Multi-User Dungeons were designed soon after D&D came out, and became popular among college students and others with network access in the 80s and early 90s. Many of these followed the emphasis on Hack and Slash violence that tended to occur in D&D. Because of its similarity in gameplay to D&D the DikuMUD became a popular flavor of MUD and was the main influence of Graphical RPGs such as Ultima Online, Everquest, and World of Warcraft.
Omigosh, I just totally digressed. My point was that with the advent of computerized RPGs, the Dungeon Master no longer had to be actively engaged in the moment-to-moment play of the game. Through a script, the DM could describe the setting and action for the player or players. At first this was textual, but eventually much of the environment and action could be visualized instead of described. Now the DM was a group of video game developers. So how were they going to convey the impetus for going on adventures? To potentially millions of players across the planet? At once?

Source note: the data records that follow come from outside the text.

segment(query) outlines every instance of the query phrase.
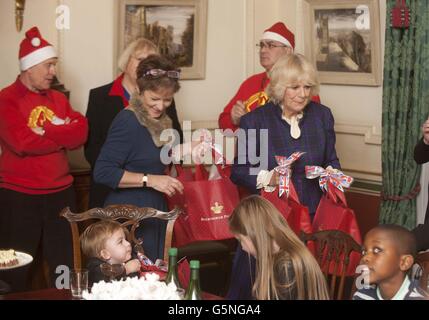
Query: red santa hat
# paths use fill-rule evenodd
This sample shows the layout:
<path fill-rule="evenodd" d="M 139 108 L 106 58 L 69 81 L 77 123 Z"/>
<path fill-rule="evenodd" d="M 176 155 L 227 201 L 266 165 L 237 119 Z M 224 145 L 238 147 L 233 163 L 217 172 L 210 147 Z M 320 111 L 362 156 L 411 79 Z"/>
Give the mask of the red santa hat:
<path fill-rule="evenodd" d="M 261 40 L 275 40 L 295 49 L 295 36 L 283 22 L 277 22 L 265 30 Z"/>
<path fill-rule="evenodd" d="M 19 48 L 19 65 L 21 71 L 30 69 L 50 58 L 56 58 L 54 47 L 42 38 L 39 29 L 33 27 L 25 33 Z"/>

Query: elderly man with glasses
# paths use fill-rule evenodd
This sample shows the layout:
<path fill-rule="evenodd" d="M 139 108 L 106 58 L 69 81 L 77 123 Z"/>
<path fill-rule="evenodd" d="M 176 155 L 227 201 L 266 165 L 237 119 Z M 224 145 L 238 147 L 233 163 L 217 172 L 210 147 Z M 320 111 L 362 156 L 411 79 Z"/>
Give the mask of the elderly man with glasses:
<path fill-rule="evenodd" d="M 265 88 L 270 81 L 268 72 L 281 56 L 293 53 L 295 36 L 284 23 L 277 22 L 264 31 L 257 46 L 259 47 L 259 62 L 265 71 L 247 78 L 241 84 L 235 96 L 219 116 L 219 128 L 221 129 L 237 129 L 241 116 L 267 102 Z M 312 100 L 320 102 L 318 96 L 313 97 Z"/>

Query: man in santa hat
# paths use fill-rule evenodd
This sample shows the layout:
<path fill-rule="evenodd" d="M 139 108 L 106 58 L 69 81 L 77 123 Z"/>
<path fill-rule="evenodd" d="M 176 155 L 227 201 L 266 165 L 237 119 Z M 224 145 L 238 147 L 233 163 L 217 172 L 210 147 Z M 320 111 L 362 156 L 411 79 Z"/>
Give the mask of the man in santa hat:
<path fill-rule="evenodd" d="M 85 143 L 88 123 L 50 89 L 57 54 L 37 27 L 19 50 L 21 73 L 0 91 L 0 248 L 33 257 L 39 245 L 50 267 L 72 265 L 70 227 L 60 211 L 75 208 L 67 150 Z M 13 291 L 26 289 L 29 267 L 2 273 Z"/>
<path fill-rule="evenodd" d="M 259 47 L 259 62 L 264 72 L 247 78 L 238 89 L 235 96 L 226 105 L 219 116 L 219 128 L 235 130 L 238 128 L 241 116 L 253 109 L 264 105 L 268 96 L 265 88 L 269 83 L 268 72 L 285 55 L 295 49 L 295 36 L 282 22 L 277 22 L 262 34 Z M 318 96 L 313 100 L 320 102 Z"/>

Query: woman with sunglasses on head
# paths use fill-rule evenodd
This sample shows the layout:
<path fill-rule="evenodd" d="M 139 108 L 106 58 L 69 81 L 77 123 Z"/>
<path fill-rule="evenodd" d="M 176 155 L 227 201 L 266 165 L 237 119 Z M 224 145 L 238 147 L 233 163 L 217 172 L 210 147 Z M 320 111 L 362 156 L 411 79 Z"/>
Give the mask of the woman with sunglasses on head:
<path fill-rule="evenodd" d="M 118 60 L 121 74 L 111 83 L 92 89 L 89 93 L 86 117 L 89 123 L 89 135 L 85 144 L 85 158 L 94 170 L 95 161 L 107 137 L 107 132 L 116 115 L 129 104 L 131 95 L 137 88 L 137 66 L 150 54 L 157 54 L 156 45 L 145 38 L 131 42 Z M 183 133 L 177 118 L 176 106 L 173 102 L 167 109 L 173 121 L 173 128 L 178 131 L 180 140 Z M 91 181 L 89 190 L 89 208 L 103 207 L 110 188 Z"/>
<path fill-rule="evenodd" d="M 183 192 L 182 183 L 165 175 L 161 133 L 172 129 L 167 109 L 179 90 L 180 71 L 166 58 L 150 55 L 137 67 L 138 93 L 113 120 L 95 163 L 94 180 L 111 188 L 105 205 L 132 204 L 167 211 L 165 195 Z M 177 138 L 177 137 L 176 137 Z M 146 255 L 162 258 L 166 221 L 145 219 L 136 230 Z"/>

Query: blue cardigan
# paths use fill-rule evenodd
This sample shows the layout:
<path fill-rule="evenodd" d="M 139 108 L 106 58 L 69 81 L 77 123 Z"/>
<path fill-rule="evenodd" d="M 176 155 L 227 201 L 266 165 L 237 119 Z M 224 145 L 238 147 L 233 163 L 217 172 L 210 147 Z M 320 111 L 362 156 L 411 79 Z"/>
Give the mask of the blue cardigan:
<path fill-rule="evenodd" d="M 134 112 L 124 109 L 115 117 L 95 164 L 94 180 L 111 188 L 104 205 L 133 204 L 165 211 L 167 204 L 161 192 L 152 188 L 118 188 L 124 171 L 162 175 L 165 165 L 161 148 L 142 126 Z"/>

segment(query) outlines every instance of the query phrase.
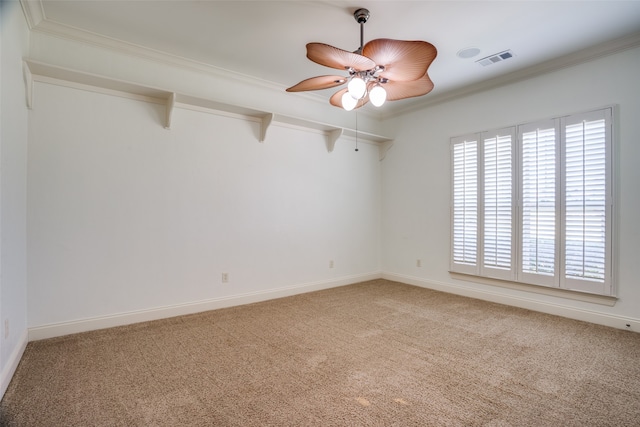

Most current MMOs have dialogue boxes where the the player can read the necessary information before heading out to kill the ten rats. As Spinks mentions, NPCs are just "person shaped lumps" that players can interact with to get quests or goods. There are many who decry this method of interactivity as non-immersive. Is this any less immersive than a live DM sitting at the table voicing 10 different characters? I think maybe some people just don't like to read.
My point is that the Dungeon Master duties have been taken over by computer software, not that this is a bad thing. It means that I--who have never had a chance to sit around a table and roleplay with friends--can sit at my computer and roleplay with friends from halfway around the world, all from the comfort of my bedroom or living room. Or hotel room. If you've read this blog for any length of time, you've probably figured out that I don't put much stock in the assertion of some gamers that "themepark" MMOs are inferior to "sandbox" games. They each have their place, I suppose. But, at least one other blog I read a while back pointed out that, oftentimes, if you could do absolutely anything in a game, you end up not doing anything. You have no direction. Questing and other related content give structure and goals to a game, just as the PnP games that are the ancestors of modern MMOs had structure provided by the DM.
OK, so BioWare announces that the quests or missions in Star Wars: The Old Republic will be fully voiced, something that to my knowledge has never been done. So the quest givers will tell you verbally what you need to do. Start Trek Online has a few Featured Episodes that are at least partially voiced, but they still have the readable dialogue boxes. I hope SWTOR still has a quest log where I can read what I need to be doing. Otherwise I will forget everything I am supposed to be doing.
But even full audio interactivity is not good enough for some who want even more "immersion." "SWTOR will be more of the same old "on-rails" questing we see in WoW," they say (which I think is exaggerated). Maybe the new StoryBricks concept will catch on, where NPCs will have "motivations" and "desires" that PCs will able to satisfy. I can see how the system will make it easier to design content, but I am not sure how it will change the actual gameplay. I am looking forward to seeing that in action. But I don't know if the detractors of the current crop of MMOs will be satisfied.